An example of a black swan might be the plunge in oil prices in the last year after most analysts had predicted high prices for the foreseeable future. “Oil prices have stabilized and are probably going to trade in a range,” Breech says. Other macroeconomic events of note include the strong U.S. dollar, which is a problem for U.S. multinationals.

Breech foresees a 6% possibility of black swans from eight possible trouble areas, ranging from problems in Iraq and Syria and possible lone wolf terrorist attacks in Western countries to the discord among the European Union’s economies.

Breech’s global tactical asset calculators apply a version of the postmodern portfolio theory developed by Frank Sortino of San Francisco State University, an early proponent of downside risk minimization, to Cougar Global’s portfolios. Rather than focusing on overall volatility, Sortino’s ratios measure the risk-adjusted return of an investment, portfolio or strategy, with the goal of achieving returns required to meet each investor’s needs.

Breech says return on investment is what usually concerns clients the most. “Sortino said that the only risk you need to worry about is the rate of return you need to fund your liabilities,” Breech says. “You shouldn’t consider it risky if you’re making money above your rate of return.”
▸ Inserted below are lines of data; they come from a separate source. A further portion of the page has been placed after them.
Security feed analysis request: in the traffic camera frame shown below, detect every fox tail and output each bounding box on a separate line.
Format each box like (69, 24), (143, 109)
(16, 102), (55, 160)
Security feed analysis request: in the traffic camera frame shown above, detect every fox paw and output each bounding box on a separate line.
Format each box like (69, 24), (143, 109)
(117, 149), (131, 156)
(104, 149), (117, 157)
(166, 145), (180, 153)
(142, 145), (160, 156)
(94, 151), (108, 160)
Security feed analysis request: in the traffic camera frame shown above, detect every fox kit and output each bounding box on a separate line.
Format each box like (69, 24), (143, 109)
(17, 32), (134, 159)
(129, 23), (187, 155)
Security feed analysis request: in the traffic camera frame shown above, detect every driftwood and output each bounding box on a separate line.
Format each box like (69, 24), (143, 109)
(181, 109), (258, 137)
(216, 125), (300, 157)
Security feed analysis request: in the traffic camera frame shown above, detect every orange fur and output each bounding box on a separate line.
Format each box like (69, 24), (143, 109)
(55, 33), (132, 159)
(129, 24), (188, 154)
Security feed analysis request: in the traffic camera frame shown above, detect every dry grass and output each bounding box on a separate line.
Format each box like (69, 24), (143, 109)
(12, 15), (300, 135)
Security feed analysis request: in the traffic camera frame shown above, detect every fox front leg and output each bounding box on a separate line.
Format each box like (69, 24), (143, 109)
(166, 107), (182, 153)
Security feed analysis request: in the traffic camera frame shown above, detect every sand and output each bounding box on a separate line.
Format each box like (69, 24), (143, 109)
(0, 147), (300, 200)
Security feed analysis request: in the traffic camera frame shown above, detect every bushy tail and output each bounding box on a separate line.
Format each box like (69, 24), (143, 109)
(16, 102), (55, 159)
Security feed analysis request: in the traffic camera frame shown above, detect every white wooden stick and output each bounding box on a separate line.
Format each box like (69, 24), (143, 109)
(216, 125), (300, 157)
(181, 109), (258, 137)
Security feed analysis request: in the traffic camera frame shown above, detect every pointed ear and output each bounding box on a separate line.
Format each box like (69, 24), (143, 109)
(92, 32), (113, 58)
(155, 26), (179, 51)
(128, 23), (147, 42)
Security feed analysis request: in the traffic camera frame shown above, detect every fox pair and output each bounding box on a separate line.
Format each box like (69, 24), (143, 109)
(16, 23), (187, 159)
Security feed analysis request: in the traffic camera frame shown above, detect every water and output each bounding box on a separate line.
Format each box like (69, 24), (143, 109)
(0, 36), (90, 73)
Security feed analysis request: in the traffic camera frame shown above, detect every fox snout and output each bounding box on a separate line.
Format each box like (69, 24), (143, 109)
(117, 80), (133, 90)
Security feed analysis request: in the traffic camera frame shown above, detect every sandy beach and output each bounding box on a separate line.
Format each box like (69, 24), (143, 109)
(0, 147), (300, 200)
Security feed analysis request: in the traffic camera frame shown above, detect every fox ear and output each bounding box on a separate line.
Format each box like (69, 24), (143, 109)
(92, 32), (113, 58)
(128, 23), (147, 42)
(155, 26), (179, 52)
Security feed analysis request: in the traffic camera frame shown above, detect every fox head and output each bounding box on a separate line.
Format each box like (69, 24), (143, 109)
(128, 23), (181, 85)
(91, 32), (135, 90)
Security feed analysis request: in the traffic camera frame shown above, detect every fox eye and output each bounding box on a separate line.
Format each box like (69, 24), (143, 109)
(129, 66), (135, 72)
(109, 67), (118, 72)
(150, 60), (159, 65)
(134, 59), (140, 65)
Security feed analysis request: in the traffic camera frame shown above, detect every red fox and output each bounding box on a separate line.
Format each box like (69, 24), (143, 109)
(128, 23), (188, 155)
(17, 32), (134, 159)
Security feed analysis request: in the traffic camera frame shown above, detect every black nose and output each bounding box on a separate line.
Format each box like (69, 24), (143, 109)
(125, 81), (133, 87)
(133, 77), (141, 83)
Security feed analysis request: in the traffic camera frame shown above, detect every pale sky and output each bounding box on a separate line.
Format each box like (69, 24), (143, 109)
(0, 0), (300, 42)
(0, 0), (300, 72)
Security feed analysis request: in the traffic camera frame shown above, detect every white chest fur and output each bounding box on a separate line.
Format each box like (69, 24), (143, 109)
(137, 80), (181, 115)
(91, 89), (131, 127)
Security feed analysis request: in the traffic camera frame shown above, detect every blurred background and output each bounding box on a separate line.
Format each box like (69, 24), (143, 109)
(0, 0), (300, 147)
In the real world, people care more about losing money and downside risk and less about making excessive returns, he adds. “If we make 20%, they don’t call me and say, ‘James, that’s too risky.’ But if we lose money, they’re disappointed.”

As a result, a client’s income needs are key. “We integrate financial planning and investment management,” Breech says. “If we have a financial planner on the front end, we can determine [a client’s] financial goals.”

Breech designs four portfolios based on a sliding scale of risk scenarios – portfolios with the least risk of negative returns are for clients who are in the withdrawal stage of their investing lives, while portfolios with the most risk in the short term are for clients with a longer investment horizon and who can withstand more volatility.

Earlier this year, Breech narrowed his focus in the U.S. market, concentrating on mid-capitalization stocks with a domestic bias and, thus, less vulnerability to the negative impact that the strengthening U.S. dollar and European economic weakness have on export-oriented, U.S.-based firms.

“We decided to reduce our exposure to the S&P 500 [composite index],” he says. “We use the SPDR S&P 500 ETF. We reduced [S&P 500] exposure across the board, for all portfolios.”

At the same time, Cougar Global has increased exposure to domestically oriented U.S. mid-cap companies in all portfolios by using SPDR Mid Cap Trust Series I. For U.S. small-cap companies, Cougar Global uses iShares Core S&P Small Cap ETF, but the small-cap exposure is held only in the more aggressive portfolio. For Canadian equities, Cougar Global uses iShares Core S&P/TSX Capped Composite Index ETF.

However, Breech is less positive on the outlook for Canada, as he believes lower oil prices will take a toll.